Oh, juste de lui, en entier.

– L’autre jour la poignée de ma sacoche s’est cassée, répondis-je. Si tu veux m’offrir quelque chose, une nouvelle ne serait pas du luxe. Mais ce n’est vraiment pas indispensable, Ben.

– Une sacoche. D’accord. Quoi d’autre ?

– Rien d’autre. Merci. Juste une nouvelle sacoche, ça serait génial.

Il secoua la tête.

– La plupart des femmes demanderaient des diamants.

– Ben, je ne t’apprécie pas parce que tu as de l’argent. Je t’apprécie parce que tu es toi.

Son pouce caressa l’arrière de mon cou, puis cessa l’instant d’après. Sans doute un accident.

– Merci.

Je récupérai une épingle dans mes cheveux, prenant le relais de Ben.

– On ferait mieux d’en finir avec ça, dis-je. Il est tard.

– Je m’en occupe, affirma-t-il, reportant à nouveau son attention sur mes cheveux.

– D’accord.

Dieu qu’il était beau. Pourquoi me rendait-il dingue chaque fois qu’il s’approchait de moi ? Ça serait pas mal si, pour une fois, je ne perdais pas tous mes moyens en sa présence.

– Je crois que ça serait bien que tu partes, déclarai-je. Oui, ce serait préférable.

Comme si je n’avais rien dit, ses doigts épais retirèrent une nouvelle épingle à cheveux.

– Pourquoi es-tu ici ? demandai-je en levant les bras, lui attrapant les poignets pour les immobiliser.

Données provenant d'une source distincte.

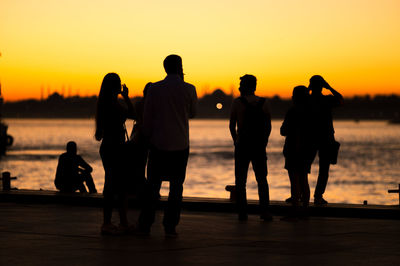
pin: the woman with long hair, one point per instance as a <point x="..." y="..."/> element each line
<point x="110" y="130"/>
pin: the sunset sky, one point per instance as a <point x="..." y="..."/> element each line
<point x="68" y="46"/>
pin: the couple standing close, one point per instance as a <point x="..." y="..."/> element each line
<point x="308" y="128"/>
<point x="168" y="106"/>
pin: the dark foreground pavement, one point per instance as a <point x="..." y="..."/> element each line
<point x="69" y="235"/>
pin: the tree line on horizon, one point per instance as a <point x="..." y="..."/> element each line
<point x="214" y="105"/>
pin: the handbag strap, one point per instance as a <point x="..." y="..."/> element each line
<point x="126" y="133"/>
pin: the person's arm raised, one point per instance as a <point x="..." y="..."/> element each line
<point x="131" y="110"/>
<point x="335" y="93"/>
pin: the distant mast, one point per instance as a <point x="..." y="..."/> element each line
<point x="1" y="102"/>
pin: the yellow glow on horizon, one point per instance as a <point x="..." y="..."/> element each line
<point x="70" y="45"/>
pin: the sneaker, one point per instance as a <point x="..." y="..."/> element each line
<point x="170" y="233"/>
<point x="242" y="217"/>
<point x="320" y="201"/>
<point x="266" y="216"/>
<point x="126" y="229"/>
<point x="108" y="229"/>
<point x="141" y="231"/>
<point x="289" y="200"/>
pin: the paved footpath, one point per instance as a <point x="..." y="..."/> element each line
<point x="49" y="234"/>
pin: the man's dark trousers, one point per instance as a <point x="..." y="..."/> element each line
<point x="164" y="165"/>
<point x="258" y="158"/>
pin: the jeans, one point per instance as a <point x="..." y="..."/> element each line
<point x="164" y="165"/>
<point x="258" y="158"/>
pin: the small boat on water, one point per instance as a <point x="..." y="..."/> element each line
<point x="394" y="121"/>
<point x="5" y="139"/>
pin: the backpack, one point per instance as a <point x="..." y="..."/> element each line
<point x="254" y="129"/>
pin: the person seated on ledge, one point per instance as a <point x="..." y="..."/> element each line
<point x="73" y="171"/>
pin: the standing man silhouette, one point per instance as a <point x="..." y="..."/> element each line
<point x="250" y="127"/>
<point x="323" y="131"/>
<point x="168" y="106"/>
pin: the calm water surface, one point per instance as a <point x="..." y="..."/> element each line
<point x="368" y="165"/>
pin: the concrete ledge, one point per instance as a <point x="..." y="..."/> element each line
<point x="204" y="204"/>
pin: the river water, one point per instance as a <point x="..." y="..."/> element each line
<point x="368" y="164"/>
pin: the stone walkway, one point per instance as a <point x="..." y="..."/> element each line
<point x="50" y="234"/>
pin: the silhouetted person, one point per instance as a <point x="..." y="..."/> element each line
<point x="298" y="146"/>
<point x="139" y="141"/>
<point x="168" y="106"/>
<point x="73" y="172"/>
<point x="110" y="129"/>
<point x="323" y="131"/>
<point x="250" y="127"/>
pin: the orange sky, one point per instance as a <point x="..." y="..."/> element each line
<point x="68" y="46"/>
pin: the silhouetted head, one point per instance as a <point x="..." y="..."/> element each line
<point x="108" y="96"/>
<point x="111" y="86"/>
<point x="316" y="84"/>
<point x="248" y="84"/>
<point x="146" y="89"/>
<point x="173" y="65"/>
<point x="300" y="94"/>
<point x="71" y="147"/>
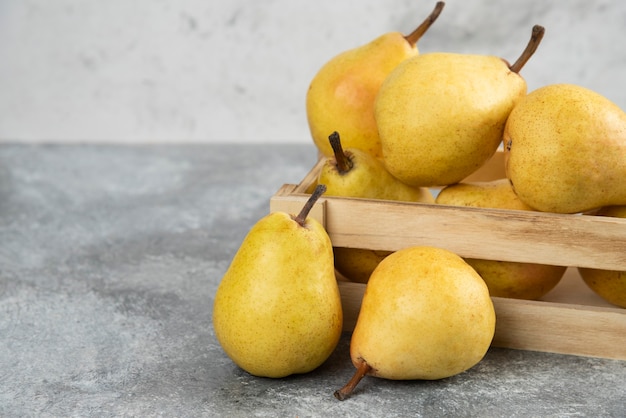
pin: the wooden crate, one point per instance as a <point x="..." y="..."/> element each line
<point x="571" y="319"/>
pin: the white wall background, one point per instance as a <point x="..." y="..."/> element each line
<point x="237" y="70"/>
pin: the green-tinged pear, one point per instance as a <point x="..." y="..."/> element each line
<point x="352" y="172"/>
<point x="610" y="285"/>
<point x="277" y="310"/>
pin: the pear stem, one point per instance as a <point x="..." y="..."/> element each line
<point x="344" y="164"/>
<point x="346" y="391"/>
<point x="415" y="36"/>
<point x="301" y="218"/>
<point x="531" y="47"/>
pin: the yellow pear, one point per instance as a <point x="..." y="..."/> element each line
<point x="351" y="172"/>
<point x="506" y="279"/>
<point x="277" y="310"/>
<point x="426" y="314"/>
<point x="440" y="115"/>
<point x="355" y="173"/>
<point x="565" y="149"/>
<point x="342" y="93"/>
<point x="610" y="285"/>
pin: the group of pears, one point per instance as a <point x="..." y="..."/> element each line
<point x="394" y="124"/>
<point x="414" y="126"/>
<point x="426" y="313"/>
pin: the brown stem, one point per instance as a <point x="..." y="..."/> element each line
<point x="415" y="36"/>
<point x="360" y="373"/>
<point x="301" y="218"/>
<point x="531" y="47"/>
<point x="343" y="162"/>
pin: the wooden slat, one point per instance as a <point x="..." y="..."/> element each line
<point x="570" y="320"/>
<point x="494" y="234"/>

Ben ?

– Parce qu’il semblerait que je n’aie aucune volonté quand il s’agit de rester loin de toi.

– Alors il semblerait qu’on ait un problème.

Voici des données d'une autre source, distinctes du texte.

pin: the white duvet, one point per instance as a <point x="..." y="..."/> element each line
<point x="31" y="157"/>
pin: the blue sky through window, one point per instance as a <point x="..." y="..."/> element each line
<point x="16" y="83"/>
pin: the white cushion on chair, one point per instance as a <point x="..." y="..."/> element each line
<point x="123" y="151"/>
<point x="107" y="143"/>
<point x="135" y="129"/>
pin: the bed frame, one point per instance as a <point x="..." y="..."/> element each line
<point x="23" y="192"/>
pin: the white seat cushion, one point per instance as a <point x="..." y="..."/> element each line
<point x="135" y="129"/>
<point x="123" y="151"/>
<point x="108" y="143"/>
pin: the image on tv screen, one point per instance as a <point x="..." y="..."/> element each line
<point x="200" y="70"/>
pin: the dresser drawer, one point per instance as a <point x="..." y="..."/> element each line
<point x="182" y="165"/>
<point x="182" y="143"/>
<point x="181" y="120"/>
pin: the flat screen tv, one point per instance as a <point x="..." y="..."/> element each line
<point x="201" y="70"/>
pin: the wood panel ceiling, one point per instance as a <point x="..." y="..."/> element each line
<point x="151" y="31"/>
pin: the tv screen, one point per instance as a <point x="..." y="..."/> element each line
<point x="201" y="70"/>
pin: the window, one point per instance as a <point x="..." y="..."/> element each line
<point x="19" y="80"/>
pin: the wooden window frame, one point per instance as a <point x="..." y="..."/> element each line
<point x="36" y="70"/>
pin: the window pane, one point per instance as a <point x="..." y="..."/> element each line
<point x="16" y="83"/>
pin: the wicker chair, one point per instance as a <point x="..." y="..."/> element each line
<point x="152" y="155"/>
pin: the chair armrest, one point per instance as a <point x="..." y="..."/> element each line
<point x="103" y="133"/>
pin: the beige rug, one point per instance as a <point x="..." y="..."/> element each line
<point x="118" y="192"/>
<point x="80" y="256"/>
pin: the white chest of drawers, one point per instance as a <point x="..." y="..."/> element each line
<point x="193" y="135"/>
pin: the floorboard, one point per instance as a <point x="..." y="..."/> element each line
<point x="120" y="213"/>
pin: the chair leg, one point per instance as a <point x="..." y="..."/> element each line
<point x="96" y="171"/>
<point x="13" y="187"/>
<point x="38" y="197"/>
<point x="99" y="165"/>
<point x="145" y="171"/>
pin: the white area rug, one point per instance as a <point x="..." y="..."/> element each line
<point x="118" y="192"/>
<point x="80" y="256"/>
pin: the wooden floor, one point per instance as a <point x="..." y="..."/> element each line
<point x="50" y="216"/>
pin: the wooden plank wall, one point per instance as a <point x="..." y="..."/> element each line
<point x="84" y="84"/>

Nos doigts s’entremêlèrent, s’agrippant fort.

– C’est un putain d’euphémisme, répliqua-t-il.

Pour une mystérieuse raison, mes paupières se mirent à battre frénétiquement.

– Je t’ai prévenu, le mis-je en garde. Ne flirte pas avec moi si tu n’es pas sérieux.

Il ne répondit pas, se contentant de libérer mes doigts avant de recommencer à jouer avec mes cheveux, les faisant glisser sur le dos de sa main puis retomber sur mes épaules. Son visage était assombri par un regard dur, ses sourcils froncés au-dessus de ses traits acérés. Mes mains retombèrent le long de mon corps.

Traitez-moi d’idiote si vous voulez, mais j’étais en train de retomber dans le panneau. Manifestement, je ne retiendrais jamais la leçon. Sans compter que le bourdonnement provoqué par les margaritas s’estompait bien trop vite pour alimenter un quelconque courage. Et merde. J’avais l’air d’une folle – et je l’étais sans doute. Qui essayais-je de duper ?

– Hey, murmurai-je, me retournant et posant une main sur sa joue.

La sensation de sa courte barbe contre mes doigts était incroyable. Plus incroyable encore, il ne m’arrêta pas, ne fit aucun geste pour reculer.

– Parle-moi, lui demandai-je.

– J’ai détesté voir ce mec collé à toi, putain.

– Quoi ? Dans le bar ?

Après un mouvement de menton, il s’employa une fois encore à étudier mes cheveux, extrayant avec délicatesse une nouvelle épingle.

Ma main glissa vers le bas, mes doigts caressant le flanc de son cou. Sa peau, tiède, était extraordinairement douce et lisse.

– Si ça peut te rassurer, lui dis-je, j’ai très envie d’arracher les yeux de Karen et Meli de mes propres mains. Mais ça ne change rien à notre situation.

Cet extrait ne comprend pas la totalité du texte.